Records give direction to the operation of a business. Current and complete records show where the business is succeeding and where it needs help or change. They permit a comparison of the present situa­tion with past achievements. Properly established, a good record system is

1. simple to use and structured to fit the needs of the particular busi­ness it serves.

2. easily understood by the person(s) who make decisions on behalf of the business.

3. accurate and consistent.

4. able to provide current information whenever needed.

It is important that the business owner work closely with the accoun­tant when the recordkeeping system is being established to ensure that the financial reports generated by the accountant provide information that management personnel can use. Accountants who are unfamiliar with the green industry may need guidance when creating the account lines that will track the operations of the business in a meaningful man­ner. The data collected and reported by field and office workers must be in a form that enables the accountant to do his or her job while prepar­ing financial statements useful to the company’s leadership.

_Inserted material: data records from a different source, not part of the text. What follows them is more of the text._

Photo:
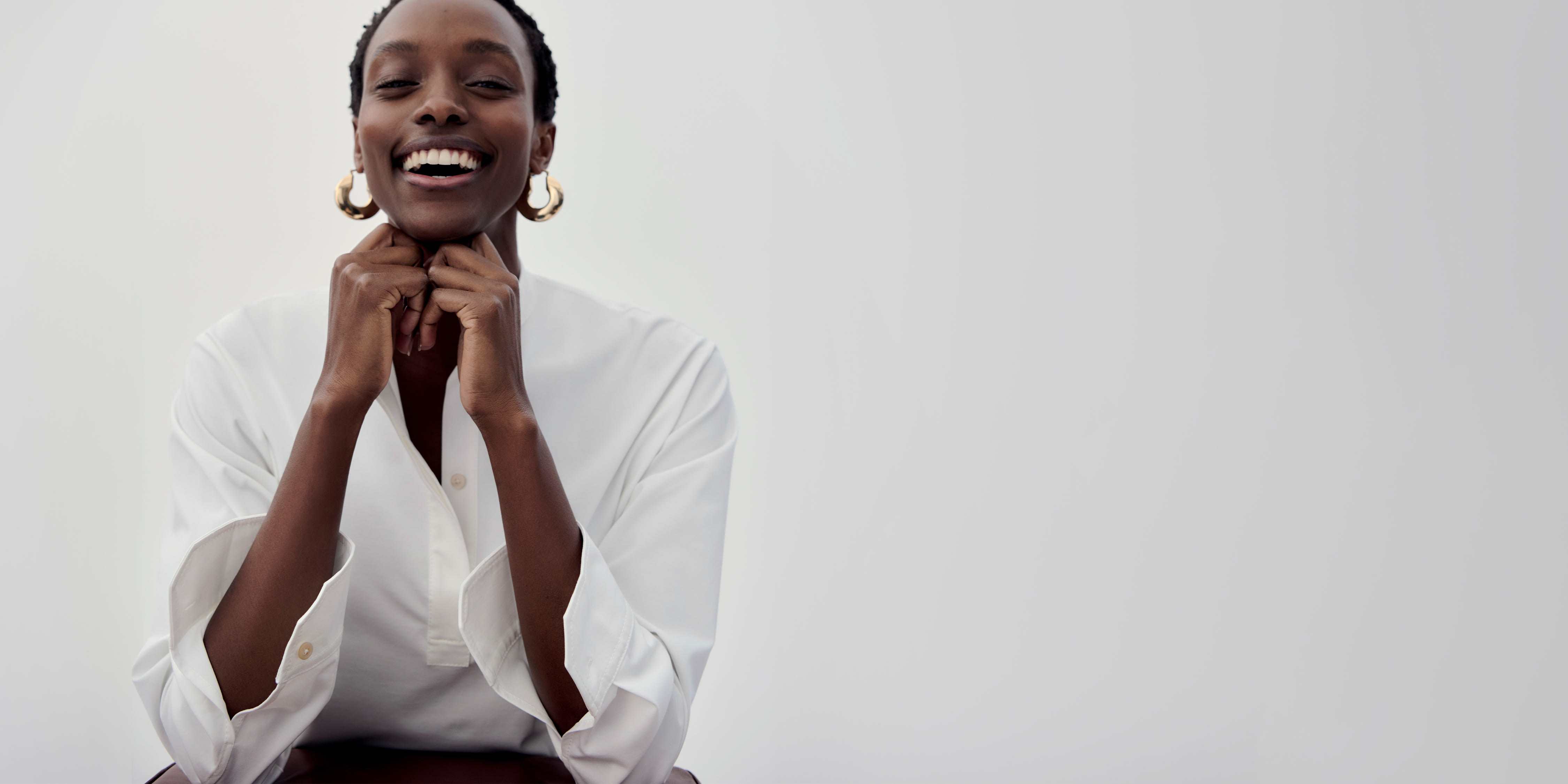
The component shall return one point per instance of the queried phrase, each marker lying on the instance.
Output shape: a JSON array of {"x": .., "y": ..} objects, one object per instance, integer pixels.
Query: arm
[
  {"x": 543, "y": 540},
  {"x": 640, "y": 600},
  {"x": 292, "y": 554}
]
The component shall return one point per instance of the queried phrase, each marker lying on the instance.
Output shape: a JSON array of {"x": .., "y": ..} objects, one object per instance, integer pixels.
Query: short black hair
[{"x": 545, "y": 92}]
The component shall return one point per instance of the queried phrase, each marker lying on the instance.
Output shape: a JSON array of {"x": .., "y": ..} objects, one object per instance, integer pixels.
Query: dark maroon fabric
[{"x": 353, "y": 764}]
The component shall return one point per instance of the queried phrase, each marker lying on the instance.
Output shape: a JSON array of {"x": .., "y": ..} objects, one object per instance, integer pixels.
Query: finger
[
  {"x": 455, "y": 300},
  {"x": 402, "y": 343},
  {"x": 378, "y": 237},
  {"x": 397, "y": 256},
  {"x": 386, "y": 284},
  {"x": 463, "y": 258},
  {"x": 466, "y": 281},
  {"x": 488, "y": 250},
  {"x": 400, "y": 239},
  {"x": 429, "y": 319}
]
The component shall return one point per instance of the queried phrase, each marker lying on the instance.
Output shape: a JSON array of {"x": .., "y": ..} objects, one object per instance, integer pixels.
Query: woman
[{"x": 493, "y": 518}]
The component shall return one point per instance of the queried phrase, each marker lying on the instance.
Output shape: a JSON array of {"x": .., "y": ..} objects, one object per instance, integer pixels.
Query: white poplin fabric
[{"x": 415, "y": 640}]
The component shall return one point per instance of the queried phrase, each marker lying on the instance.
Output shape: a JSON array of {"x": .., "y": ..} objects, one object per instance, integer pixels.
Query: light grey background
[{"x": 1130, "y": 391}]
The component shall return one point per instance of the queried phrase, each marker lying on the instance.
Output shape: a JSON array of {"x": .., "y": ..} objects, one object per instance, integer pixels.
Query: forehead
[{"x": 449, "y": 27}]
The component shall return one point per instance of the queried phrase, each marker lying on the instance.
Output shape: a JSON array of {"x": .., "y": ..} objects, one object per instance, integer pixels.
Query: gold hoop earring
[
  {"x": 350, "y": 209},
  {"x": 554, "y": 206}
]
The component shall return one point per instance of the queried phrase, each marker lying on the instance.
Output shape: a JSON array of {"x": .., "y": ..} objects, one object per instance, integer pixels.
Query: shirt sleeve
[
  {"x": 223, "y": 476},
  {"x": 640, "y": 622}
]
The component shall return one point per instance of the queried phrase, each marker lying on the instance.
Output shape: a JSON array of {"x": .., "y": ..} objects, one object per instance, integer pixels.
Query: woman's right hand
[{"x": 374, "y": 308}]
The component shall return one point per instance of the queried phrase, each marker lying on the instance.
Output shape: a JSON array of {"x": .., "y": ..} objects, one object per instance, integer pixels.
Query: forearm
[
  {"x": 289, "y": 560},
  {"x": 545, "y": 548}
]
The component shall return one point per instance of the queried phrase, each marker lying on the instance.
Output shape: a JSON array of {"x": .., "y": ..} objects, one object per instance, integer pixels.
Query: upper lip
[{"x": 443, "y": 143}]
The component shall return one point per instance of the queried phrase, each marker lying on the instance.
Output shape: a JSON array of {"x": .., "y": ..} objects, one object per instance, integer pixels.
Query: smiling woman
[{"x": 385, "y": 549}]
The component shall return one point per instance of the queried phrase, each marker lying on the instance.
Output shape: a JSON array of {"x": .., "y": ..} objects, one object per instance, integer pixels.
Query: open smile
[{"x": 441, "y": 164}]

There are great differences in the ways ornamental horticulturists engage in business, but essentially four types of records are kept:

1. Sales (including services performed).

2. Cash receipts (monies obtained each day from cash sales and cli­ents paying the bills that have been classed under accounts receiv­able).

3. Cash expenditures.

4. Accounts receivable.

In retail and some wholesale operations, sales and cash receipts may be recorded simultaneously on a cash register. The register may also be able to record the data by department within the store (a refinement that is more important to some operations than others). In service operations, such as landscape contracting or maintenance firms, sales records need to include the client name, site serviced, task performed, materials, equipment, and labor time (Figure 25-1).

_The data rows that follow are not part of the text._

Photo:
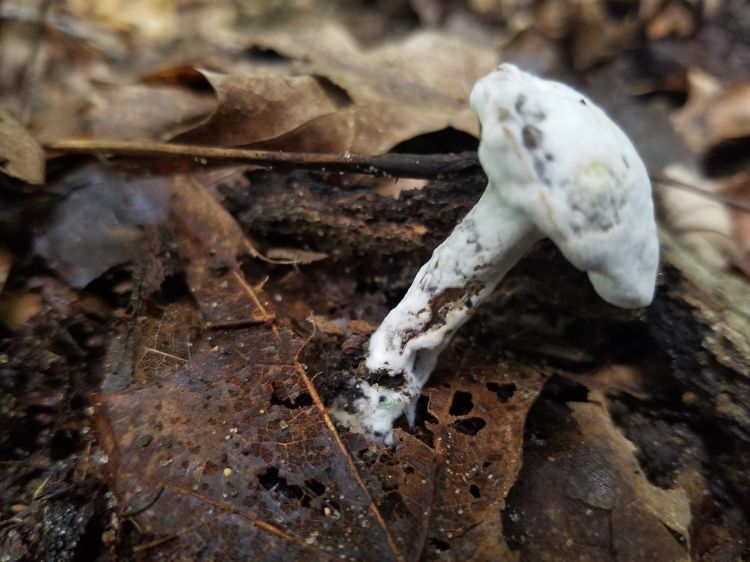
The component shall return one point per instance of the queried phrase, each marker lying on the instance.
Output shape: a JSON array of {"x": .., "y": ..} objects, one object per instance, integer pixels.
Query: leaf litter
[{"x": 213, "y": 434}]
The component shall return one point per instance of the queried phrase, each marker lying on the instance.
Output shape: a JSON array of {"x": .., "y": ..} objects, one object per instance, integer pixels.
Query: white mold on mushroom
[{"x": 558, "y": 167}]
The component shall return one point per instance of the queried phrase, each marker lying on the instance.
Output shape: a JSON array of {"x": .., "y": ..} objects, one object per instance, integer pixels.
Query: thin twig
[
  {"x": 392, "y": 164},
  {"x": 727, "y": 200},
  {"x": 149, "y": 504},
  {"x": 424, "y": 166}
]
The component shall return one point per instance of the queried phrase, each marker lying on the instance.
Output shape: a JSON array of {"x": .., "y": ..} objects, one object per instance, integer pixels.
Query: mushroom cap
[{"x": 559, "y": 159}]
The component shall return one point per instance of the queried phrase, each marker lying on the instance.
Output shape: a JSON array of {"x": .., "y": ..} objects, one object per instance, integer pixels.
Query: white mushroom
[{"x": 558, "y": 167}]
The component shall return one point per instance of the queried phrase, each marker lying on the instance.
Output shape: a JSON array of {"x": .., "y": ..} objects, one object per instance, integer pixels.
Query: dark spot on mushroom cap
[
  {"x": 532, "y": 137},
  {"x": 502, "y": 114},
  {"x": 520, "y": 101}
]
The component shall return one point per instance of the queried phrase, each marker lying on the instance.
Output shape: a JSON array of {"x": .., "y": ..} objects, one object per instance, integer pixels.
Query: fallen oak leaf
[
  {"x": 21, "y": 156},
  {"x": 349, "y": 99},
  {"x": 256, "y": 108}
]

At the close of each business day, all monies received that day (cash or checks) should be deposited in the bank. The exact amount received should be deposited so that the bank statement can be used to balance the cash receipts record. Some business owners take small disburse­ments out of the cash register drawer, or even use cash receipts to buy lunch when they run short. Such practices lead to erroneous cash receipts

figure 25-1. A typical work record for a landscape firm. It provides a comprehensive yet concise summary of all costs for a particular job. (Delmar/ Cengage Learning)

records. Small amounts of cash should be taken from a petty cash fund established specifically for that purpose. Personal expenses should remain that—personal. The small business owner should go to the bank or write a personal check payable to the business if cash is needed.

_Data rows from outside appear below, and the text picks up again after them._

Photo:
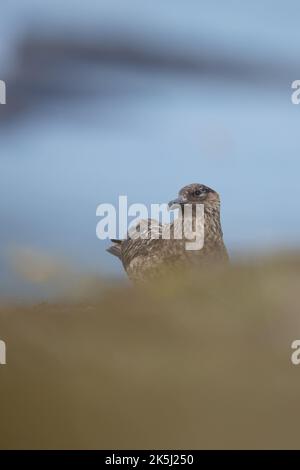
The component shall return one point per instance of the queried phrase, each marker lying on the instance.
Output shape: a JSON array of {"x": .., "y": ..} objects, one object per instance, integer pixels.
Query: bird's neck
[{"x": 212, "y": 222}]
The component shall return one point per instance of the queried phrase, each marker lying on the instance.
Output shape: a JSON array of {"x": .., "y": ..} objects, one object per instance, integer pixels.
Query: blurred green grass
[{"x": 200, "y": 361}]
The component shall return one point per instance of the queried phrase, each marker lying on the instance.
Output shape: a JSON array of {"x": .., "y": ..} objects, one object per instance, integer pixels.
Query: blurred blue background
[{"x": 140, "y": 98}]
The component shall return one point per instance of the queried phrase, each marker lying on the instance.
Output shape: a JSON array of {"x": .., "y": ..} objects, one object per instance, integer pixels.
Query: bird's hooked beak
[{"x": 179, "y": 201}]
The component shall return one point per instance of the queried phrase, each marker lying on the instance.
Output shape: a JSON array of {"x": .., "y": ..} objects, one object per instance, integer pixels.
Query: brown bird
[{"x": 148, "y": 254}]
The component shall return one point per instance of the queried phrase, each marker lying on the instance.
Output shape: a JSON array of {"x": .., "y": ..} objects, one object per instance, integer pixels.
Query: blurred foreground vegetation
[{"x": 200, "y": 361}]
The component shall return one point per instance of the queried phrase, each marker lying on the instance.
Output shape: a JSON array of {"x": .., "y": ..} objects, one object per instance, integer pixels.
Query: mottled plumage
[{"x": 146, "y": 258}]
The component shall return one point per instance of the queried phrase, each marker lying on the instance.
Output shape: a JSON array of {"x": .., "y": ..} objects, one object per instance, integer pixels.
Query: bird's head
[{"x": 196, "y": 194}]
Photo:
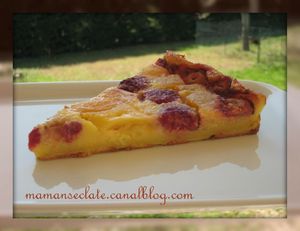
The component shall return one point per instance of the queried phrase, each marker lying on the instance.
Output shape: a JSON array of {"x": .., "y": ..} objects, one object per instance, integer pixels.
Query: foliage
[{"x": 120, "y": 63}]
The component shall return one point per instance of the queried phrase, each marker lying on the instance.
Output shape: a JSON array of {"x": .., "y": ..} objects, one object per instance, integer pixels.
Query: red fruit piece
[
  {"x": 179, "y": 117},
  {"x": 70, "y": 130}
]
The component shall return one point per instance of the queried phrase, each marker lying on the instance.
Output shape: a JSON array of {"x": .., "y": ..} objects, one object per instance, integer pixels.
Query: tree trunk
[{"x": 245, "y": 31}]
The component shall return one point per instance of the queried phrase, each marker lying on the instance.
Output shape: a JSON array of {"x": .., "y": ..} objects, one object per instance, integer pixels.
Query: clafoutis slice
[{"x": 172, "y": 101}]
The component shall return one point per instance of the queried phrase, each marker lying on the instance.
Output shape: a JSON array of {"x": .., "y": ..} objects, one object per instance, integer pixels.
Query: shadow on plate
[{"x": 134, "y": 164}]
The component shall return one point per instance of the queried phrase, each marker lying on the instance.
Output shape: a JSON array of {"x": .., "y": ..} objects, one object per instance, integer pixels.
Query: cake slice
[{"x": 172, "y": 101}]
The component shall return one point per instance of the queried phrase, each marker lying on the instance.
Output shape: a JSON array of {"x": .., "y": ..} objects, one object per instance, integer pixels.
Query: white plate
[{"x": 242, "y": 170}]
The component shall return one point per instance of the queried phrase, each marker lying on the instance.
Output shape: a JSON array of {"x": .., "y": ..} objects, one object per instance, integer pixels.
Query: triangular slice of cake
[{"x": 172, "y": 101}]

All cash expenditures should be recorded and a receipt or cancelled check obtained for each payment. Records should indicate the date, name of the person or firm paid, reason for the expenditure, and item(s) obtained.

Accounts receivable should be kept current. Bills must be prepared when goods are shipped or delivered, and when services are rendered. At the end of every month, each account should be listed along with the amount due and an indication of whether it is current or overdue by thirty or sixty days or longer.

Complete records of the business activities of a firm can give the owner-manager insights into many areas of the business that determine its financial health, such as:

• monthly sales

• cost of sales

• payroll

• cost efficiency

• time requirements for various services

• depreciation of fixed assets

• operational overhead expenses

• profitability of specific promotions or services.

From this recorded information, the required tax and other govern­mental forms can be completed and filed. Thorough records, correctly interpreted, can also catch employee fraud and error, warn of excessive waste and spoilage of perishable materials, and offer guidance on which areas of business need to be promoted more or less as a result of their high or low profit return.